To calculate consumer surplus, you look at the area under the demand curve and above the equilibrium price, from zero to the equilibrium quantity. In the exercise, we calculate this using the formula:
To calculate consumer surplus, you look at the area under the demand curve and above the equilibrium price, from zero to the equilibrium quantity. In the exercise, we calculate this using the formula:
- First, integrate the demand function over the given quantity range (from 0 to equilibrium quantity).
- Then, subtract the rectangle area representing total expenditure based on equilibrium price and quantity.
Producer Surplus
Producer surplus is the flip side of consumer surplus. It measures the difference between the amount producers are willing to accept for a given good versus what they actually receive at the market price. In essence, it’s an indicator of producer welfare, signifying additional profitability due to market prices being higher than the cost incurred.
To find producer surplus, we need to calculate the area above the supply curve and below the market price up to the equilibrium quantity. Use these steps:
To find producer surplus, we need to calculate the area above the supply curve and below the market price up to the equilibrium quantity. Use these steps:
- First, calculate the rectangle area formed by equilibrium price times equilibrium quantity. This represents the total revenue at equilibrium.
- Then, evaluate the integral of the supply function over the same range of quantities (0 to equilibrium quantity).
- Subtract the integrated supply value from the total rectangle area to determine producer surplus.

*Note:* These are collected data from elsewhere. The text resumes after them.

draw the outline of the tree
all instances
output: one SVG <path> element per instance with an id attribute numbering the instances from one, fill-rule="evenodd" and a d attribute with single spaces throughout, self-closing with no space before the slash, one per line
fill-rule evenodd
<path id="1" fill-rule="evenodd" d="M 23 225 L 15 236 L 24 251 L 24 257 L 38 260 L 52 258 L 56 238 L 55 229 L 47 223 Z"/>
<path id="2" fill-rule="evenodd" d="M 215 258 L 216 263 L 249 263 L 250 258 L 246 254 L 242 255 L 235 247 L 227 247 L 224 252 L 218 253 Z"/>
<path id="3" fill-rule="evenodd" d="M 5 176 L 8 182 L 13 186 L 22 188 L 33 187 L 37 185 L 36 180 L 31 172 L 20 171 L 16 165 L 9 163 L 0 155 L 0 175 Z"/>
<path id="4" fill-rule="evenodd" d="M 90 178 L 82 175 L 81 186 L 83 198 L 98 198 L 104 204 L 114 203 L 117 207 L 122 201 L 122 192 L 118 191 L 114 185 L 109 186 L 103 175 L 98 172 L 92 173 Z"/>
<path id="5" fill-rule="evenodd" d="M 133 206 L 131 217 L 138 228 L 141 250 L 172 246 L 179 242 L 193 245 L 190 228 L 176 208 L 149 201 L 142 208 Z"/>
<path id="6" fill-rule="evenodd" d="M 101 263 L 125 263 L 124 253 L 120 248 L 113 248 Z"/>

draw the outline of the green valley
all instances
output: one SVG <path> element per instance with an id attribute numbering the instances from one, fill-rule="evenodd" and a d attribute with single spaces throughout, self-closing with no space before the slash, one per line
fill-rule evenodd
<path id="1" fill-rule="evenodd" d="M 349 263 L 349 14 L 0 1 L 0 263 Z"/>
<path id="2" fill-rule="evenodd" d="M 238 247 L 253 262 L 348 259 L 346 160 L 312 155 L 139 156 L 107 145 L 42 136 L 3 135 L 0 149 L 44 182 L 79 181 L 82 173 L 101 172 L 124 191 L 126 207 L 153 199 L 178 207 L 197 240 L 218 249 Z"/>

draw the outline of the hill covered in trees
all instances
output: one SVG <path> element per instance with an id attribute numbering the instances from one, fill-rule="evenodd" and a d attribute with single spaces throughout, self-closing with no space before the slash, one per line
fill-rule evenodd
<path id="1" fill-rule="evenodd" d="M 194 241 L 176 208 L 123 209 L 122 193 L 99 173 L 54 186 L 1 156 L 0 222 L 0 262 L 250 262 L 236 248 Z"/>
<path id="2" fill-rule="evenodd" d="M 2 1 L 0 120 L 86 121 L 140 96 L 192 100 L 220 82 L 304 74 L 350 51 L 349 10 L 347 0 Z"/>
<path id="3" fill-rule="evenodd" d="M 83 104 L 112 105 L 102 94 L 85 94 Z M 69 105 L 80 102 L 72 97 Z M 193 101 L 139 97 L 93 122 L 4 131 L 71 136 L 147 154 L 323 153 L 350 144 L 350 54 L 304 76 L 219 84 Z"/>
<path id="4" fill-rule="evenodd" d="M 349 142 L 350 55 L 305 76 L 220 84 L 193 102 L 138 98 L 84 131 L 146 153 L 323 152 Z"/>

Demand and Supply Functions
The demand and supply functions play a fundamental role in determining market equilibrium, which is when supply equals demand. Each function reflects different aspects of the market:
- The demand function, written as \(D(x)\), represents the price consumers are willing to pay based on quantity. It typically shows a downward slope, indicating that higher prices result in lower demand.
- The supply function, noted as \(S(x)\), shows how much producers are willing to accept in price as quantity supplied increases. This function usually slopes upwards, showing that higher prices incentivize producing more goods.